Potter M E, Moradi M, To A C, Hatch K D, Shingleton H M
Department of Obstetrics and Gynecology, University of Alabama, Birmingham 35294.
Gynecol Oncol. 1989 May;33(2):201-3. doi: 10.1016/0090-8258(89)90552-0.
Forty-five women with known histories of ovarian cancer underwent reoperative surgery. Thirty-seven patients underwent routine second-look laparotomy and eight patients were reexplored with clinical evidence of disease with the intent of re-resection. Preoperative CA 125 levels were obtained. Evaluation as to the predictive value of the CA 125 level and operative findings show a positive predictive value of 100% and a negative predictive value of 54%. Twenty of the forty-five patients had gross disease present on reoperation. Twenty patients were found to have persistent disease at reoperation. Twenty-five percent of patients with CA 125 levels less than or equal to 35 U/ml and 37% of these with CA 125 levels greater than 35 U/ml were resectable to no gross disease at the completion of the reoperation. CA 125 levels greater than or less than 35 U/ml were not predictive of the potential for re-resectability of the tumor.
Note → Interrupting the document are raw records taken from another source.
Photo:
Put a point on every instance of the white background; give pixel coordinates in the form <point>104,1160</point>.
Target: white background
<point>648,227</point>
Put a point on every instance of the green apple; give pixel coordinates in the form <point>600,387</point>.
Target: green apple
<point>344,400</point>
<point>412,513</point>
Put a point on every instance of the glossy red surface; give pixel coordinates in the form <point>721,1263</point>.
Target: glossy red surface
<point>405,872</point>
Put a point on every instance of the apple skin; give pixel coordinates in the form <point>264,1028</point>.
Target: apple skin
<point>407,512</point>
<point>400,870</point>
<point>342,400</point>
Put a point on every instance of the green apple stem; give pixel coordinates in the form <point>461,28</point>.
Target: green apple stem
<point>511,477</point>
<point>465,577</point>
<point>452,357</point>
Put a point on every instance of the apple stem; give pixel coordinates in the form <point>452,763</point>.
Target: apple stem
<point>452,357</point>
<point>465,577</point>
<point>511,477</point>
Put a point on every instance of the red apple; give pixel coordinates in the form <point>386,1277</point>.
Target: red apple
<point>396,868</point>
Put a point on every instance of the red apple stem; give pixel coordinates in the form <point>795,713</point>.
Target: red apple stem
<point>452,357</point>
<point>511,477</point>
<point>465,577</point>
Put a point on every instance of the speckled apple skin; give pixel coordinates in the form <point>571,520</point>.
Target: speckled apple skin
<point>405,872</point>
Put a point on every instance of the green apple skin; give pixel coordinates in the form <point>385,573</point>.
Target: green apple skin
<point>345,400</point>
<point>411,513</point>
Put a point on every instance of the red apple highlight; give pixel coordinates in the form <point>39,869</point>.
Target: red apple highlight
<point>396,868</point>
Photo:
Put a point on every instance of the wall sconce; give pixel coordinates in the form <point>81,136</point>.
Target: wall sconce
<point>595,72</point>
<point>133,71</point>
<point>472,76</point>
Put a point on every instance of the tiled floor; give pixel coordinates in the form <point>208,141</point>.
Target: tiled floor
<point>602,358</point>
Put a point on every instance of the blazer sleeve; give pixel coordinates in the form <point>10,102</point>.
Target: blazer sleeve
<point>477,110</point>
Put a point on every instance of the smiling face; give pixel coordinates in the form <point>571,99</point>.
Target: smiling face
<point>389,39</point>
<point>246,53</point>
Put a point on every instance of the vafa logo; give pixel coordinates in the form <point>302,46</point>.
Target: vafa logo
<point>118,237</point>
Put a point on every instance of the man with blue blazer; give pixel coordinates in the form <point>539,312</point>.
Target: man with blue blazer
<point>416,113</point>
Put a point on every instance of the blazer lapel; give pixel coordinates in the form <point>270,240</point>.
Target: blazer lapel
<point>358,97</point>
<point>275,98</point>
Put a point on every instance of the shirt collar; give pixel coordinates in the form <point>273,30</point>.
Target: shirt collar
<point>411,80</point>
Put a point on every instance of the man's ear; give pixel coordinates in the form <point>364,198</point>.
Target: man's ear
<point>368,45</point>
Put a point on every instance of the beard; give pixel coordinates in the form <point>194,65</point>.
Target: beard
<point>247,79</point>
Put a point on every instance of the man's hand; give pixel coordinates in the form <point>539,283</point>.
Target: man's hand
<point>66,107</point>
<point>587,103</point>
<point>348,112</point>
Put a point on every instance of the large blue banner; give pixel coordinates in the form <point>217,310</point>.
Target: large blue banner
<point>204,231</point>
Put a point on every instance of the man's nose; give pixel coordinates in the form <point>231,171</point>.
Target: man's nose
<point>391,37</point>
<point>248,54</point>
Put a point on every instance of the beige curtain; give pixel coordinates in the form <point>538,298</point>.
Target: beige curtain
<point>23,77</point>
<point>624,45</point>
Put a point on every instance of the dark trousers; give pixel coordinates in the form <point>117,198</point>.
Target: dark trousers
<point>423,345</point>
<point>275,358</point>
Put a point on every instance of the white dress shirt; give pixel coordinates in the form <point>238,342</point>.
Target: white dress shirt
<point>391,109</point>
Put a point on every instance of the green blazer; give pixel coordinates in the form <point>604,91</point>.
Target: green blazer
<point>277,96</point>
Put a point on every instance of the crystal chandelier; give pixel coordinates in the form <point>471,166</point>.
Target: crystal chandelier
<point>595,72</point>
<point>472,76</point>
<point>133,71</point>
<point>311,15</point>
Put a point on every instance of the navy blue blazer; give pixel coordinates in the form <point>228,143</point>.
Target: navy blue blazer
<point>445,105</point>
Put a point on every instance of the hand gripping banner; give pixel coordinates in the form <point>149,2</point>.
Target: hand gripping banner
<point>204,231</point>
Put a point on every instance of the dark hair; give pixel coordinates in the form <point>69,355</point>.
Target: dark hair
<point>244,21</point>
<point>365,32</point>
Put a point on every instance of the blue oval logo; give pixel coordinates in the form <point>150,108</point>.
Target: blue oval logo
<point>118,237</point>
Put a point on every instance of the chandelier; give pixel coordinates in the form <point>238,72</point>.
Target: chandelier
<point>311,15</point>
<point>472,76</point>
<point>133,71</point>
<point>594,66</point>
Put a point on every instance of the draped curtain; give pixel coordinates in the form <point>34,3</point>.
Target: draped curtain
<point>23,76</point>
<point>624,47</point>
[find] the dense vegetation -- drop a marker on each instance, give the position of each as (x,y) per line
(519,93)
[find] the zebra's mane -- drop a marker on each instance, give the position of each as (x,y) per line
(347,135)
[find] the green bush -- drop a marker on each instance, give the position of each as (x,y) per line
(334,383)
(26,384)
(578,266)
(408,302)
45名有卵巢癌病史的女性接受了再次手术。37例患者接受了常规的二次剖腹探查术,8例患者因有疾病的临床证据而接受再次探查,目的是再次切除。术前测定了CA 125水平。对CA 125水平的预测价值和手术结果的评估显示,阳性预测值为100%,阴性预测值为54%。45例患者中有20例再次手术时存在肉眼可见的疾病。20例患者在再次手术时被发现有持续性疾病。CA 125水平小于或等于35 U/ml的患者中有25%,CA 125水平大于35 U/ml的患者中有37%在再次手术结束时可切除至无肉眼可见疾病。CA 125水平大于或小于35 U/ml并不能预测肿瘤再次切除的可能性。